We cannot merely be good. We must be excellent. This is one thing Garrigou-Lagrange notes is that God is constantly giving us many graces to which we can respond. I have had a wonderful meditation on the varied levels of meaning of the Presentation of the Lord in the Temple. One is covered here by Garrigou-Lagrange. He notes that although Christ has come for all, many will fall into unbelief and rejection of Him personally.
Here is a snippet. I shall write more on the Presentation later.

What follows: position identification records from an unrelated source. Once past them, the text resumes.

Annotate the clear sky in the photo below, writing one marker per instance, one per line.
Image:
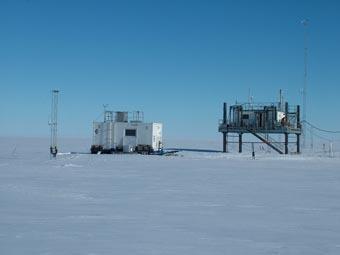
(178, 61)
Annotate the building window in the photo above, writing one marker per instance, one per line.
(130, 132)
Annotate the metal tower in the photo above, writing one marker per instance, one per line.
(54, 123)
(304, 91)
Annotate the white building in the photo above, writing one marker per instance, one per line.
(121, 135)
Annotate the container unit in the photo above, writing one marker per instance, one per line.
(262, 120)
(121, 135)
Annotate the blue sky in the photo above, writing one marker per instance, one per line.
(178, 61)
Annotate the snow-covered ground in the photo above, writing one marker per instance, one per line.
(194, 203)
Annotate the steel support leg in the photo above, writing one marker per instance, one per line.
(240, 143)
(286, 143)
(225, 144)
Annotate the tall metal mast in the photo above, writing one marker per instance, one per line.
(304, 91)
(54, 123)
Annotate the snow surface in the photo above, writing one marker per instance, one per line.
(195, 203)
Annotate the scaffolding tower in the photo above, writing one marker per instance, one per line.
(54, 123)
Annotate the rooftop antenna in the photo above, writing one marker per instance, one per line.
(304, 91)
(54, 123)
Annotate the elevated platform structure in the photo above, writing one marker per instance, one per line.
(262, 120)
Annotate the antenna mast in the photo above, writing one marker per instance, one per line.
(54, 123)
(304, 91)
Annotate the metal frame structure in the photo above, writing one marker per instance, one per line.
(261, 120)
(54, 123)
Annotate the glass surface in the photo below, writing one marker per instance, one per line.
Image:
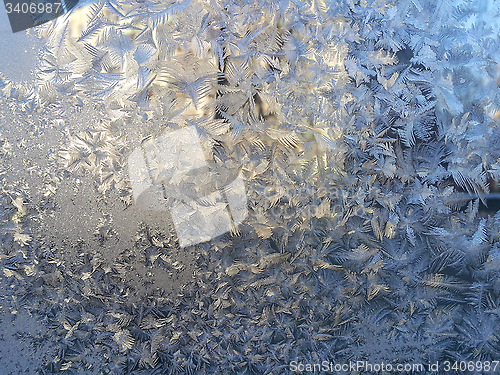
(251, 187)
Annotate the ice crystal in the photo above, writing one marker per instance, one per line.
(368, 135)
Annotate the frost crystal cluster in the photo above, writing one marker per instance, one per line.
(368, 136)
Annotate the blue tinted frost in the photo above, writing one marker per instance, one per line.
(328, 203)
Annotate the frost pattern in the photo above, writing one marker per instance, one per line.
(368, 136)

...there are other collective trials which demand great uprightness of will: for example, when in the society in which we live some exceptional event occurs that obliges us, though at the cost of great sacrifices, to declare ourselves for God. Such events are visits from the Lord; in them are distinguished His true servants, who, instead of being merely good, must become excellent. With this meaning, the aged Simeon said of the coming of the Child Jesus into the world: "Behold this Child is set for the fall and for the resurrection of many in Israel, and for a sign which shall be contradicted; . . . that out of many hearts thoughts may be revealed." (3) In other words, Christ, who had come for the salvation of all, was to be an occasion of fall for many. Refusing to recognize the Savior in Him, they have fallen into infidelity. Thus the secret thoughts of the Pharisees were revealed, whereas they would have remained partly hidden had the Pharisees lived two centuries earlier. Something similar occurs when there is a great supernatural event, like the apparitions of the Blessed Virgin at Lourdes, an event about which the good and the bad are divided. There is, as Pascal says, sufficient light for those who wish to see and sufficient obscurity for those who do not wish to see. These great events, persecutions, or exceptional visits of the Lord, on the occasion of which the good and the tepid are profoundly divided, throw light on what we are saying here of the passive purification of the soul. In periods when the life of society is not marked by anything exceptionally bad or good, no less a purification is needed to reach sanctity than in periods of social upheaval.